La guerre selon Charlie Wilson

Après les excellents reportages de Christophe de Ponfilly sur le commandant Massoud et ses armées du Panshir, voilà qu'on s'intéresse à nouveau au premier conflit afghan. Il faut dire que Les Cerfs-Volants de Kaboul sont passés par là, et il semble bien que ce soit Khaled Hosseini qui ait ouvert les yeux des Etats-Unis. On est malheureusement très loin encore de la réalité dépeinte dans l'Etoile du Soldat, mais ne tuons pas ce film par notre européenne compassion et notre mépris français, Tom Hanks, (co-producteur ?), a le mérite d'attirer les yeux des troupeaux de spectateurs hollywoodiens vers son visage rond de sénateur bon vivant.
Car Good Time Charlie a bel et bien existé, et son action sur l'Histoire est loin d'être négligeable ! Le film vaut donc par la mise en perspective de ces influences souterraines, orchestrées dans les couloirs des temples démocratiques de Washington, bien loin des préoccupations de transparence du peuple américain ! En ces temps de solidarité patriotique et d'élans néo-conservateurs forts, il est bon de se rappeler que la compassion, presque moteur de l'action ici, n'a qu'un temps, et ne saurait en rien résoudre durablement les noeuds géopolitiques mondiaux. Mais trêve de critique historique, parlons donc du film !
Il faut avouer d'abord que Tom Hanks le porte à bout de bras, bien relayé et soutenu par Philip Seymour Hoffmann, toujours excellent dans les rôles ambigus de looser caractériel au bon cœur. Je ne suis sans doute pas le meilleur juge de la performance de Julia Roberts, mais il me semble que son apport reste minime, malgré l'influence de son personnage sur la poursuite des événements. Richissime fondatrice d'une organisation qui entretient des liens étroits avec l'extrême droite protestante américaine, son personnage aguichant ne manque pas d'une certaine ironie qui aurait gagnée à être plus exploitée.
Le rythme général est assez rebondissant, avec des passages véritablement drôles. En vérité, je ne connais pas exactement les opinions politiques des scénaristes, mais les dialogues égratignent délicieusement la politique étrangère des Etats-Unis, ce qui n'est pas sans nous faire sourire ! La dimension psychologique des personnages n'est pas très profonde, et une certaine facilité affleure. En réalité, cela reflète la superficialité des personnes, et laisse la place au tragique de la situation, mais il est vrai que cet aspect est un peu léger.
Sans être le film de l'année, on retiendra de cette œuvre un important éveil des consciences sur les origines de la situation géopolitique actuelle, et un nécessaire rappel de l'influence des services secrets dans cette zone du globe. Reste à exploiter la plaisanterie du Maître Zen à la fin du film : sans véritable réflexion posée, ce qui apparaît comme bon aujourd'hui peut s'avérer désastreux... Comme le dit le sénateur Wilson lui-même, dans les années 1984, "les intégristes prolifèrent à Mazar-y-Charif et à Kandahar comme des mouches sur une bouse fraîche..."

14 février 2008

Astérix aux Jeux Olympiques

Quel gâchis ! Voilà de nouveau la chronique d'un naufrage annoncé... A posteriori, on ne peut pas s'appuyer sur un faible succès populaire, puisque le film a dépassé les 6 millions d'entrées, mais malgré tout, quel scandale !
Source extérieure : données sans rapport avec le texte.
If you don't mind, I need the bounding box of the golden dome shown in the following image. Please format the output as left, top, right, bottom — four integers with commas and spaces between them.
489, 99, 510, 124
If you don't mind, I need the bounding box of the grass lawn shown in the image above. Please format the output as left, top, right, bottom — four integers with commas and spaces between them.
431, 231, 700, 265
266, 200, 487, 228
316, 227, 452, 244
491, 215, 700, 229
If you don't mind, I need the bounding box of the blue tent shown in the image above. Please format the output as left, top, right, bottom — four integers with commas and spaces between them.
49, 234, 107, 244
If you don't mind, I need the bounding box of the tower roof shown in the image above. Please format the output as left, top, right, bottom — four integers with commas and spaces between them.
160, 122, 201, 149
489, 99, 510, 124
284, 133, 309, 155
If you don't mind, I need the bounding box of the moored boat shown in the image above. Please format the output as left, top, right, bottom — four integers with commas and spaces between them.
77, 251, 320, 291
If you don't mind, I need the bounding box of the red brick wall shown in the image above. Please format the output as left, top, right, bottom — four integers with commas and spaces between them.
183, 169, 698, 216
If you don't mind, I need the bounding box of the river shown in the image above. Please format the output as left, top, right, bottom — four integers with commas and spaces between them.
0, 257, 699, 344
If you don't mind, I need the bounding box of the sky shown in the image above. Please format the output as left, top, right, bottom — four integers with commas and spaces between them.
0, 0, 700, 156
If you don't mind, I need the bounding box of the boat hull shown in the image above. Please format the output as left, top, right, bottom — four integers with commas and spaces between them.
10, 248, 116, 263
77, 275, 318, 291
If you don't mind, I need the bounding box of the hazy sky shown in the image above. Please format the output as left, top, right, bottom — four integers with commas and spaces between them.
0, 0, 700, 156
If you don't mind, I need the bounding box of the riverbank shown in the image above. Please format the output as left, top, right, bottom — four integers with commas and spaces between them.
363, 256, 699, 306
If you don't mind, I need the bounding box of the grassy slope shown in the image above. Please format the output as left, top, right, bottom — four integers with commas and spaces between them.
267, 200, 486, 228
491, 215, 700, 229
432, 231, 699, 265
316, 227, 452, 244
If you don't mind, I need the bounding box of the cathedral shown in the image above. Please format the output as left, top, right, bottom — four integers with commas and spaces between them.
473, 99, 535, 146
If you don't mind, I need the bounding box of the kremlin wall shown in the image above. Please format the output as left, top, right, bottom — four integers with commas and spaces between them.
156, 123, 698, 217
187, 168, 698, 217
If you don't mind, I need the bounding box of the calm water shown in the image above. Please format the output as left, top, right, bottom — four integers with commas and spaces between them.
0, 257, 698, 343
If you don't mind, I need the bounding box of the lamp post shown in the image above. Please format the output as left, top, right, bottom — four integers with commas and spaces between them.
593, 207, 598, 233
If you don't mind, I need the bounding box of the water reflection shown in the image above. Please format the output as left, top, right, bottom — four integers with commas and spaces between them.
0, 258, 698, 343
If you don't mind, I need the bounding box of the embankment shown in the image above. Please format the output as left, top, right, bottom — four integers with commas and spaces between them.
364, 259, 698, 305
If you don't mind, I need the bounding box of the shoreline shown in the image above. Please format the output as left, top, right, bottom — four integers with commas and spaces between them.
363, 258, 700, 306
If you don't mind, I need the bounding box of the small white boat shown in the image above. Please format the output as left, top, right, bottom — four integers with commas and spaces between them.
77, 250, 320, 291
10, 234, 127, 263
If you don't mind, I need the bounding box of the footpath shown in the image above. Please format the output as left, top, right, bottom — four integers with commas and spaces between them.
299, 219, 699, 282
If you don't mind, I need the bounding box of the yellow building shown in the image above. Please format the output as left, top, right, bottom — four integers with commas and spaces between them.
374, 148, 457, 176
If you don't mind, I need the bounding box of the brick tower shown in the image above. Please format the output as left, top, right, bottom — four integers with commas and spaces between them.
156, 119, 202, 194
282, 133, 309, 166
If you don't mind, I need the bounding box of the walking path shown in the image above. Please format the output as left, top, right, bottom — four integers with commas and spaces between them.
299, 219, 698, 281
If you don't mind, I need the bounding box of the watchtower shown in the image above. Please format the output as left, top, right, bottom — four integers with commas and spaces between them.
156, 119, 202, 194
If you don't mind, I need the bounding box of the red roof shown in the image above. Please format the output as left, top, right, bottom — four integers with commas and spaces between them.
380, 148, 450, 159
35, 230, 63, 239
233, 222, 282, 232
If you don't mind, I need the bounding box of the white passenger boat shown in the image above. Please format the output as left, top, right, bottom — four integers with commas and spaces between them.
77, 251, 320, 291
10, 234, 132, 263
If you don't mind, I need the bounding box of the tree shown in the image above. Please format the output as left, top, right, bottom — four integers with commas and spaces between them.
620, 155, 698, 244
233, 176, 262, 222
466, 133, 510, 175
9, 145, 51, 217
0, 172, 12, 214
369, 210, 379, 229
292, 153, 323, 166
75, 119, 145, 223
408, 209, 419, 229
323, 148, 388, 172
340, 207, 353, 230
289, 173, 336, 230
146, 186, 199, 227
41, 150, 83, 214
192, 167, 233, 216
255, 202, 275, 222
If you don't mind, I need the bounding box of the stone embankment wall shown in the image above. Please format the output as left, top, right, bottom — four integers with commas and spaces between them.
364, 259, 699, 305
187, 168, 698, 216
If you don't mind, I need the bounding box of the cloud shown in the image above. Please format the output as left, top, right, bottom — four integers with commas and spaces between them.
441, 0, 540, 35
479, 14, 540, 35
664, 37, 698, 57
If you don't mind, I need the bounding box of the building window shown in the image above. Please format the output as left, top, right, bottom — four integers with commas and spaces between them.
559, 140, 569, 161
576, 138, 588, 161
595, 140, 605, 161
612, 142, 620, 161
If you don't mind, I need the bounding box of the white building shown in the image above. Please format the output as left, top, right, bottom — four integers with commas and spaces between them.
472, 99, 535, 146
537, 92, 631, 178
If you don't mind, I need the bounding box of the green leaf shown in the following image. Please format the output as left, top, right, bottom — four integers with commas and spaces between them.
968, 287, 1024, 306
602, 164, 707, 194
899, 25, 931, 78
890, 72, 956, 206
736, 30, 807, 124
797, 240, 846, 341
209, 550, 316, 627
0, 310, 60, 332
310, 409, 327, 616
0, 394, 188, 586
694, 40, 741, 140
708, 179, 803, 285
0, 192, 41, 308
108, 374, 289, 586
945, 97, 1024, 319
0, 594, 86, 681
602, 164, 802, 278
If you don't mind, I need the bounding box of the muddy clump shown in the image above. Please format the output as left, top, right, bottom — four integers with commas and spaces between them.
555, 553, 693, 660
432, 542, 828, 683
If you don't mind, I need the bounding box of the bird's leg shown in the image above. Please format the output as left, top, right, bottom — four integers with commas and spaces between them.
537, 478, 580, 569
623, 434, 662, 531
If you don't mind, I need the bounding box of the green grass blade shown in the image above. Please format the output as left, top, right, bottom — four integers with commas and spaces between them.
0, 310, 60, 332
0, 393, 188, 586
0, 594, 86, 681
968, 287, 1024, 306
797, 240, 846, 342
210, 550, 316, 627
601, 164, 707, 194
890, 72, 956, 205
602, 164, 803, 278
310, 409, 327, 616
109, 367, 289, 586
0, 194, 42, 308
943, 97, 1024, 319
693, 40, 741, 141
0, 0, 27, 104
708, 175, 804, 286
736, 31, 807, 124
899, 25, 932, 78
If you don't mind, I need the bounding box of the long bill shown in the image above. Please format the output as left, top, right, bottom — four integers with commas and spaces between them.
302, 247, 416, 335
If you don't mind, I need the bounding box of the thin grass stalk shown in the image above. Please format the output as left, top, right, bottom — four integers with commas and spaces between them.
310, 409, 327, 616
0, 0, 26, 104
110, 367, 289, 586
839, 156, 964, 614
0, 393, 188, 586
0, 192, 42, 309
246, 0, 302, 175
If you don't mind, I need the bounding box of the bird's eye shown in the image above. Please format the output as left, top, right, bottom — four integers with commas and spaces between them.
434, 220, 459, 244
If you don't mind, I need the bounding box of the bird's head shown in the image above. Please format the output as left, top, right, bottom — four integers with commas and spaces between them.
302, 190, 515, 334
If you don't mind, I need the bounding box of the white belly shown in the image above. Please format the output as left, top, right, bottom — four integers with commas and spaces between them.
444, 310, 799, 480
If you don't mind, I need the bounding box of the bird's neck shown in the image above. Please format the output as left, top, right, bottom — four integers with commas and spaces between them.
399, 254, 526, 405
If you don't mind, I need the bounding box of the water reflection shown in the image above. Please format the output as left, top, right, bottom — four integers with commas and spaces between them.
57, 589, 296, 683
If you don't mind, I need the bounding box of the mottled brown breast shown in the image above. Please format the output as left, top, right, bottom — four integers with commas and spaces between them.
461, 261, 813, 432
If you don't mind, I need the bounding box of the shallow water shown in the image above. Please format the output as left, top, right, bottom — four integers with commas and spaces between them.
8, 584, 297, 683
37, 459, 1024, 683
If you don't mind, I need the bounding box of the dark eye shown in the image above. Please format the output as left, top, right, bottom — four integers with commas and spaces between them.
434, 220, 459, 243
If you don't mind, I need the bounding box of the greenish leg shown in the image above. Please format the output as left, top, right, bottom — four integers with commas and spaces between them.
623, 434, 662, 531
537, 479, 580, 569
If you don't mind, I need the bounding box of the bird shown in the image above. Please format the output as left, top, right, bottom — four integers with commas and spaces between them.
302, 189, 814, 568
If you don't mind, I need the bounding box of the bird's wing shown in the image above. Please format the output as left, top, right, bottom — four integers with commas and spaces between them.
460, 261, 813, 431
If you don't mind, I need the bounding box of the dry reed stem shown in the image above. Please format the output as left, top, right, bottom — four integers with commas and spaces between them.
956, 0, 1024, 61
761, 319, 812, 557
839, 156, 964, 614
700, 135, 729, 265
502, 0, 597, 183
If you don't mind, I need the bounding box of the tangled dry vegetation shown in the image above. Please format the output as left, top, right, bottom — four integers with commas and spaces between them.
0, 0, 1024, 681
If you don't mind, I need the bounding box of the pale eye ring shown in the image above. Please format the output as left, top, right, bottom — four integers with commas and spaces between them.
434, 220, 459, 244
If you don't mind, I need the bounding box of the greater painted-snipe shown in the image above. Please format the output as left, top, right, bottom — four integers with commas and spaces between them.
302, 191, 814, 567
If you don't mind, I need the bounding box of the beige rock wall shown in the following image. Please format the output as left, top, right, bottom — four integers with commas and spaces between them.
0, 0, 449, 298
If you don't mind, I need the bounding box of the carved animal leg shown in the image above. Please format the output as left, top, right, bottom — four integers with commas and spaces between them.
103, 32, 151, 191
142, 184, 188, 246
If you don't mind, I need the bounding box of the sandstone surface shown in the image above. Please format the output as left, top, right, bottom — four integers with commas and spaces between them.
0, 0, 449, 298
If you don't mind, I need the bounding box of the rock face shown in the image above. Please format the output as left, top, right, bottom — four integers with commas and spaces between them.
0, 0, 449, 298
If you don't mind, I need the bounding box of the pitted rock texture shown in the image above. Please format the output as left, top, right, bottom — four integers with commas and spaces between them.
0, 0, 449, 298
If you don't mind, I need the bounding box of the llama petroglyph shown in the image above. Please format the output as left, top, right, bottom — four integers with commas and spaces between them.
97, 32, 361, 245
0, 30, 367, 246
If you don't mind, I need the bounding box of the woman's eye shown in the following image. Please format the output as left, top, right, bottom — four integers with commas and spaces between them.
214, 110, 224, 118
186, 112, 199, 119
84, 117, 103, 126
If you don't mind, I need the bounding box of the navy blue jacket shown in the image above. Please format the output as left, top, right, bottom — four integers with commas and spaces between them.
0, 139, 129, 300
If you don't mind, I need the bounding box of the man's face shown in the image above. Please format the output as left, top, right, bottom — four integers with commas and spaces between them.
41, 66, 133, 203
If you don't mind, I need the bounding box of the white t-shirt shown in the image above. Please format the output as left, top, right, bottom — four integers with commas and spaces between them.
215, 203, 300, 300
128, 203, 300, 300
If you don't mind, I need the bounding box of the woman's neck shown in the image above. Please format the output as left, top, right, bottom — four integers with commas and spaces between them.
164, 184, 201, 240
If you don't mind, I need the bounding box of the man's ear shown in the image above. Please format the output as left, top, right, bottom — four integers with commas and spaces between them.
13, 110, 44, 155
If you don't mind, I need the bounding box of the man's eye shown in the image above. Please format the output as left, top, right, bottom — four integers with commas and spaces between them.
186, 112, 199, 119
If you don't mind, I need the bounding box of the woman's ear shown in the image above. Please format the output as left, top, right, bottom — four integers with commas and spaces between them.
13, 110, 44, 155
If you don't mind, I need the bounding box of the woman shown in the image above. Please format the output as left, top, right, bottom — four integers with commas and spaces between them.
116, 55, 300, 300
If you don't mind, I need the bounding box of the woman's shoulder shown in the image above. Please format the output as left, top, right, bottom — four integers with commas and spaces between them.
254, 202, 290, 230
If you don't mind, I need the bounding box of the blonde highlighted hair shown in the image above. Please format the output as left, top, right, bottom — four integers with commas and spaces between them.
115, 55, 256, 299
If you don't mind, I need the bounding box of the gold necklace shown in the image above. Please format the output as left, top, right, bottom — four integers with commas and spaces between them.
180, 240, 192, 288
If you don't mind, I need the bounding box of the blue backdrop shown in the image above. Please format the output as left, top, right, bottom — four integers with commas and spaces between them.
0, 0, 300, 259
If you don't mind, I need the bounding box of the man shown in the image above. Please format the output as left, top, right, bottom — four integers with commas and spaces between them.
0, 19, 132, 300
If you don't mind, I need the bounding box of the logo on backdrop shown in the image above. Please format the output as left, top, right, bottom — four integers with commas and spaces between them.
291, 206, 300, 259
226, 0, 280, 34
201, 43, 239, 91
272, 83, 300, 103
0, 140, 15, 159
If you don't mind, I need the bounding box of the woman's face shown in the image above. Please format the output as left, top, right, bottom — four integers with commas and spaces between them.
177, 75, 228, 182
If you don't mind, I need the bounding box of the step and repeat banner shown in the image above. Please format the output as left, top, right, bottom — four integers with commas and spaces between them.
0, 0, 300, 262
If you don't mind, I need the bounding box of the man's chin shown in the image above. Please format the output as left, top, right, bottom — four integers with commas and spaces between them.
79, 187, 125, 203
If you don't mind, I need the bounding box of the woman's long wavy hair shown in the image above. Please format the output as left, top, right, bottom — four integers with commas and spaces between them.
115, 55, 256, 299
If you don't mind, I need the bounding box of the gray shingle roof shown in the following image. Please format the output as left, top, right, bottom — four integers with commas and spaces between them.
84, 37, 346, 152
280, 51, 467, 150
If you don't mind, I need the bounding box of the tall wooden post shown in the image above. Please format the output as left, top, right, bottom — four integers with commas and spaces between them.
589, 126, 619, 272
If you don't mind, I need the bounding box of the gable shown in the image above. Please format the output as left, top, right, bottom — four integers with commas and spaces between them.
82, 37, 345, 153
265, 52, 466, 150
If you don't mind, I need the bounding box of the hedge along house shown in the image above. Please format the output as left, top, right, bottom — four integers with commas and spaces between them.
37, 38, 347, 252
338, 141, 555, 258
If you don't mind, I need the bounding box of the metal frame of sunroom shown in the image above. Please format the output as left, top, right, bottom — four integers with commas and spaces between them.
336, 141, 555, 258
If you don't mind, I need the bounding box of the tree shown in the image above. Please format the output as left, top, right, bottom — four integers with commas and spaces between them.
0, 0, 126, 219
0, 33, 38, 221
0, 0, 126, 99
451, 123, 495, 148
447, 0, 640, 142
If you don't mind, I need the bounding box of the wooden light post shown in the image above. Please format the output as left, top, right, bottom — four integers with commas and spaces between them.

Le premier opus ressemblait à un coup d'essai : la bande dessinée extrêmement populaire, mais son entrée sur la scène cinématographique semblait à l'époque hasardeuse. Le succès relatif du dessin animé (qui reste "culte" chez certains, et qui est, il est vrai, très fidèle à l'esprit des auteurs) avait de quoi rassurer, et emmener Claude Zidi, Christian Clavier et Gérard Depardieu dans son sillage, mais la réussite ne fut pas exactement au rendez-vous. Avec un total avoisinant les 24 millions d'entrées dans le monde, cela justifiait cependant la mise en route d'une suite. C'est alors qu'est réalisé Astérix et Obélix : Mission Cléopâtre. Cette fois-ci, le succès est immense, et pour cause. La bande dessinée a été adaptée très fidèlement, mais c'est une pointure humoristique du temps qui s'en charge, au niveau de Goscinny en son temps, d'une drôlerie presqu'universelle en restant irrésistible, populaire et fine.

La presse, pour celui-ci a vrombi de rumeurs. Non, ce ne serait pas Alain Chabat qui se chargerait de nouveau de l'adaptation. Non, ce ne serait plus Christian Clavier qui jouerait Astérix. Une pléiade d'acteurs et de personnalités people est convoquée, on imagine sans problème notre Delon national en Jules César, avec déjà un sourire aux lèvres... La sortie est précédée d'un battage médiatique hallucinant, montrant des affiches trois à quatre mois avant la date prévue. Le grotesque est déjà revendiqué, avec des grecs parodiés en travestis malsains, ainsi qu'une espèce de monstre musculeux dont la tête est coupée, cornaqué par un nabot ignoble... L'espoir demeure.

Quelques semaines avant la date fatidique, alors que les plateaux de télévision sont assaillis des acteurs toujours enthousiastes, la presse commence à gronder. La réalisation serait plate, le scénario une suite d'historiettes ratées, les acteurs isolés dans leur propre numéro, et les peoples (on s'en serait douté) sans les qualités de jeu escompté...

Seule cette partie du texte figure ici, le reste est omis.